Les « projets » menés par les agents ZEP ont-ils réellement transformé le rapport à l’école des enfants et des familles de milieux populaires ?
Ces « projets » (mot souvent utilisé par ces agents ZEP) ont-ils réellement amélioré les acquisitions dans les apprentissages de base ?
Entendu chez plusieurs enseignants pendant la période ZEP
« Pour tous ces projets amenés de l’extérieur, certains sont intéressants mais dépossèdent les enseignants de leur travail. Il n’y a pas ou peu de vraies rencontres de travail entre agents ZEP et enseignants. Quand elles se font, c’est sur le temps de midi, notre temps pour souffler et un temps trop court pour du vrai travail. »
« Parfois, les extérieurs viennent faire leur « animation » pour tel ou tel projet et comptent sur les enseignants quasi uniquement pour régler la discipline ! »
« D’autres travaux sont spectaculaires, photographiés, écrits, touchant à beaucoup de choses.
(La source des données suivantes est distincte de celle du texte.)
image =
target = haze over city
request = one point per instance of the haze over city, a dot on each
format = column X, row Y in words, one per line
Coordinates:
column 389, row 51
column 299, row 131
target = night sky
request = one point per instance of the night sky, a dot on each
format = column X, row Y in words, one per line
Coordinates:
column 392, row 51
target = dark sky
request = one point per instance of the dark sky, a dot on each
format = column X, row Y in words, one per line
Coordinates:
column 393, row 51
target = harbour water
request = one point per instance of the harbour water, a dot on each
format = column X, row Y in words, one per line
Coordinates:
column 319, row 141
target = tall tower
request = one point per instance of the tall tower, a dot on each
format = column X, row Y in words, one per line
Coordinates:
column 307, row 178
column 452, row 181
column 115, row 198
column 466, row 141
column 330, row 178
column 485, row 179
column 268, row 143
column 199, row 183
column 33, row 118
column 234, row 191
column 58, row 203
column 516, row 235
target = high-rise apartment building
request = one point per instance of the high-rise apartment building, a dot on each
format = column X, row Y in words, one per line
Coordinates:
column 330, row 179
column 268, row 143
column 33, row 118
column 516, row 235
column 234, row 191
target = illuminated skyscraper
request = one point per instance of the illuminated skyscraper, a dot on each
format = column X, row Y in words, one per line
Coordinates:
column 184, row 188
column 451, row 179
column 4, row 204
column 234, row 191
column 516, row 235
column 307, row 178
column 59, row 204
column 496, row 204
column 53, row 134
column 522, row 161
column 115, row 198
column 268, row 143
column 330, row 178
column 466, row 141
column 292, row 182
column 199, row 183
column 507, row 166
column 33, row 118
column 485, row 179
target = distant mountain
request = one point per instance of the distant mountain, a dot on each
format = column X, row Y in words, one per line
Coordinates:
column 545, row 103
Mais où est le souci du temps nécessaire pour les apprentissages de base qui demandent aussi systématisation et que les enseignants ont à travailler au quotidien ? Un peu comme si les extérieurs pouvaient déployer leurs projets et que l’instit n’avait qu’à s’occuper de tout le reste (moins spectaculaire, voire nié, quand pas dénigré). »
« De l’argent, il en faut pour des locaux des agents ZEP, pour leurs beaux dépliants,pour leur matériel d’animation… alors que l’élémentaire manque dans les écoles (combien de fois les enseignants y vont de leur poche) tant en matériel qu’en nécessaire formation continuée des enseignants. »
« C’est très bien les « réseaux » (ce sont les mots préférés des agents ZEP : animations, projets, réseaux et partenariat !) de ceci, de cela, alors que les enseignants et les directions ont toutes les peines du monde à construire leur travail en équipe dans leur propre école ! Qui veut des réseaux, du partenariat… mais surtout, pour quoi faire réellement ? »
« Qui a-t-on appelé pour l’évaluation des ZEP ? Très peu d’enseignants en tout cas. »
« Finalement, tous les travailleurs socioculturels des associations et autres, que gagnent-ils à venir s’occuper de l’école en milieu populaire ? Et qu’y gagnent réellement les enfants ? Et les enseignants ? »
« Médiateurs, ils peuvent être géniaux… mais aussi les pires quand certains deviennent des sortes de flics pour les familles (investigations pour les absences par exemple) et des « descendeurs » d’enseignants pour les enfants. »
Et depuis la période D+
« Enfin nous allons pouvoir concevoir des projets qui correspondent à nos observations et à nos besoins sans devoir nous aligner sur les idées des agents D+. »
« Quelle est encore la raison d’être d’agents extérieurs à l’école à part organiser des réunions avec les directions ? »
« Pourquoi regrettent-ils tellement l’époque ZEP ? »
« Et que savent-ils réellement de la tâche et des inventions quotidiennes des enseignants qu’ils dénigrent souvent un peu vite ? »
Ces propos abrupts disent sans doute quelque chose à la fois d’une amertume de ne pas se sentir réellement partie prenante et à la fois quelque chose d’un souci : les apprentissages de base.
Elles disent aussi quelque chose d’un malentendu, d’une incompréhension, d’un fossé( ?) entre les travailleurs « socioculturels » et les travailleurs de l’enseignement.
Par manque d’information ? Par absence de vraie concertation ? Par absence d’analyse ?
Elles disent en tout cas quelque chose d’une dépossession, d’une perte d’identité et de reconnaissance.